Hierarchical Clustering
Last updated
Last updated
Hierarchical clustering is a class of clustering methods which are applicable to most types of data. These methods can be subdivided into agglomerative (or bottom-up) and divisive (or top-down) approaches. Both approaches generate a dendrogram which shows the nested grouping of patterns and similarity levels at which groupings change. An example is shown in Figure 3.
Figure 3: Example of a Dendrogram
Agglomerative hierarchical clustering starts with each data point in its own cluster. In each step, the most similar clusters are merged. This process continues until there is only one cluster remaining. A common algorithm for agglomerative hierarchical clustering is complete-link. In this algorithm, the similarity value for two clusters is the maximum of all pairwise distances between their component points. In every step, clusters with a similarity score higher than a threshold value are merged. The threshold value is increased in each step until there is only one cluster remaining.
Divisive approaches start with all data points in a single cluster and perform splitting until a stopping criterion is met [13]. One algorithm, described in , selects the cluster with the highest squared error and splits it using bisecting k-means with an objective of maximizing the Ward’s distance, between the two parts. Another type of divisive algorithm starts by constructing a weighted graph from the data and finding a minimum spanning tree. Then, the highest weighted edge remaining in the minimum spanning tree is removed in each step to split clusters.

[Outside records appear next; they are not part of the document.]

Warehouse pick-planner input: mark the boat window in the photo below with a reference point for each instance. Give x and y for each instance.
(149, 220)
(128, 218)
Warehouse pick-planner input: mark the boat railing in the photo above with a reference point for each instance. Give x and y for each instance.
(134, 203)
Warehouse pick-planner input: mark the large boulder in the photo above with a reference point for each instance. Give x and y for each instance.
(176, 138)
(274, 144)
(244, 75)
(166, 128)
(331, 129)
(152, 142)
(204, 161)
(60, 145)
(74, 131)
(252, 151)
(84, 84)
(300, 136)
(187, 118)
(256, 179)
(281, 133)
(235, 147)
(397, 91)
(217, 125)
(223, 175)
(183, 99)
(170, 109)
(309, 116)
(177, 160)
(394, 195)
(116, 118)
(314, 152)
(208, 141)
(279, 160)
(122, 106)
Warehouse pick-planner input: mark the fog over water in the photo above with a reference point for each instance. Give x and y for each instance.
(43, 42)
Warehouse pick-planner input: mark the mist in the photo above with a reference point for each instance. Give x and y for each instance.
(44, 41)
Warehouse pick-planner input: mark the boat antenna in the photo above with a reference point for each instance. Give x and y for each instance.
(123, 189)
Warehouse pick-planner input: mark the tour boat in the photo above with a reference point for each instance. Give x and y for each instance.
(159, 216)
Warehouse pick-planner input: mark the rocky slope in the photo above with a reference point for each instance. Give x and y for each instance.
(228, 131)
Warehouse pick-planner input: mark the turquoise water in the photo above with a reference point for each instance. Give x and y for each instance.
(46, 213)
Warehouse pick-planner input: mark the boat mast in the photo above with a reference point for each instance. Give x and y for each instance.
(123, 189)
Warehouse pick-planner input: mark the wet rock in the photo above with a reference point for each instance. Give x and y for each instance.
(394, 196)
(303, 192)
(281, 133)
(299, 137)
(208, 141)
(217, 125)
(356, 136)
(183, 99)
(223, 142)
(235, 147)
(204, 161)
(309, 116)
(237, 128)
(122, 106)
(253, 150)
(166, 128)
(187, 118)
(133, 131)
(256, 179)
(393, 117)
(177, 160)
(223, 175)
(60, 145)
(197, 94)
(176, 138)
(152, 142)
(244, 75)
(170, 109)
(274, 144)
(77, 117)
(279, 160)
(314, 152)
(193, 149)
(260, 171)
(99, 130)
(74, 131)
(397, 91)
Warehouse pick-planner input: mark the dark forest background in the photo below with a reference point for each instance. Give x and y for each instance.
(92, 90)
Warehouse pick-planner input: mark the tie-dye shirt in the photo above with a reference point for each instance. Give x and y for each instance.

The advantages of hierarchical clustering is that these methods have been shown to produce clusters of higher quality and do not need predefined parameters like k in the methods described above. The outputted dendrogram is a useful representation of the structure of the data and allows the user to determine k at the end of the process by selecting the cut that is most meaningful.
The disadvantages of hierarchical clustering is that the computational cost is typically higher than other clustering methods such as k-means. The complexity is quadratic, O(N2logN) for agglomerative and O(2N) for divisive [14], which makes hierarchical clustering impractical for large datasets unless heuristics or hybrid approaches are used.